Money makes the world go round, a truth as reliable as death and taxes. Companies often lure and retain high performing employees, particularly executives, through promises of incentive compensation. Sophisticated employees seek certainty through a written agreement specifying their compensation package, while employers often insist on maintaining a large degree of discretion over performance-based compensation. This tension frequently results in a written agreement that contains language so broad that its enforceability becomes questionable.

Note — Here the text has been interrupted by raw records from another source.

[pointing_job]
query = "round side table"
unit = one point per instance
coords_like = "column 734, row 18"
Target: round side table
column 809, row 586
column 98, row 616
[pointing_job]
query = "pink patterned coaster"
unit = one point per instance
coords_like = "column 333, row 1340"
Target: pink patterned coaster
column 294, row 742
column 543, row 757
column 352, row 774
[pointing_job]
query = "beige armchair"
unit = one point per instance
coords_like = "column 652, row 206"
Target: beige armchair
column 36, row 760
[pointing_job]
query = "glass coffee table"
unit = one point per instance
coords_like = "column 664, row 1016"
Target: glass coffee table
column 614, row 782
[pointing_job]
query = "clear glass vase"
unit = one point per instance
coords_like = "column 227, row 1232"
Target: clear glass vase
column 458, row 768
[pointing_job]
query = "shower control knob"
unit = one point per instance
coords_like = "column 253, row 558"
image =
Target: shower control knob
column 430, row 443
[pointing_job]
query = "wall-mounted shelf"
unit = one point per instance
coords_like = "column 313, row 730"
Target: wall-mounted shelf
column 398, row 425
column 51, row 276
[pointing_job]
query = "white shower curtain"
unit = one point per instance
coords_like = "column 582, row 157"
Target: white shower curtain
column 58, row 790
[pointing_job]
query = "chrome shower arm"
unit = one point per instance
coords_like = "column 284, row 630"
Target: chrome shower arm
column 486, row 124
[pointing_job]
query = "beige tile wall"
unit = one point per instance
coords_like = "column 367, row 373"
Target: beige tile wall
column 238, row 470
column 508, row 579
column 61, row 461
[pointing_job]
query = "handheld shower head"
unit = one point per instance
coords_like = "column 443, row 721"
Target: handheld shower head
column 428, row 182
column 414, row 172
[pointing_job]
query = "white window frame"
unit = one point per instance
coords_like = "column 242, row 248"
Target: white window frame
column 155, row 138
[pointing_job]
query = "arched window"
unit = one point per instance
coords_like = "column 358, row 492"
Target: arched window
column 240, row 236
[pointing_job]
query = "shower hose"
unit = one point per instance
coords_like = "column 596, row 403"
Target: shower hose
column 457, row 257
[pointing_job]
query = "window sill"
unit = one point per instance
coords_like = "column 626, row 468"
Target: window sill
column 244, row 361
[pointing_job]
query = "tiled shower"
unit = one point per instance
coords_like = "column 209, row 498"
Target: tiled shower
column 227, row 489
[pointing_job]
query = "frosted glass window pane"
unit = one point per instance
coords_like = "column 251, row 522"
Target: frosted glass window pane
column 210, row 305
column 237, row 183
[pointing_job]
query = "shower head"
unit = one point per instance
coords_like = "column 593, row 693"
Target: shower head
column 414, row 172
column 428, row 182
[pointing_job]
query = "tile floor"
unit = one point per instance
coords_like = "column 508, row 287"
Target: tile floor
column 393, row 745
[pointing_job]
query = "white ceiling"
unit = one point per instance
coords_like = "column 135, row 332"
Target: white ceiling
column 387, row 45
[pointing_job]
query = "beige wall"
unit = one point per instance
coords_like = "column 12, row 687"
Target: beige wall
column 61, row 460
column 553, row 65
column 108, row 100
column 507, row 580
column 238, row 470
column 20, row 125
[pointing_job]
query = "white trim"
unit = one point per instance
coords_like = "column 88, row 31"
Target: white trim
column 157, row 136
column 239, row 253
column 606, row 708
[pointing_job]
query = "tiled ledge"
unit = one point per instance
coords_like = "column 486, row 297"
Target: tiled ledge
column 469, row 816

Retention of Absolute Discretion Places Payment at Employer’s Whim. Suppose a well-credentialed executive commences work with a new employer after signing a contract that promises a salary plus a performance bonus based on objective criteria. Now suppose the executive exceeds expectations but the employer reneges on paying the full bonus. This is exactly the scenario posed in Sathe v. Bank of N.Y., No. 89 CIV. 6810 LBS, 1990 WL 58862 (S.D.N.Y. May 2, 1990), where the court recognized the employer retained the right to deny a bonus even though the incentive plan included metrics identifying how a bonus would be calculated, because the plan included the following carveout language:

All actions of this plan committee will be subject to the approval of the chairman. This plan can be amended, terminated or revoked at any time by the chairman. Nothing in this plan shall give rise to any special compensation or other sum under this plan unless and until any such amount shall have been paid to such individual, and prior to such payment the chairman shall have the power to revoke and nullify any and all steps previously taken towards making any award to any person.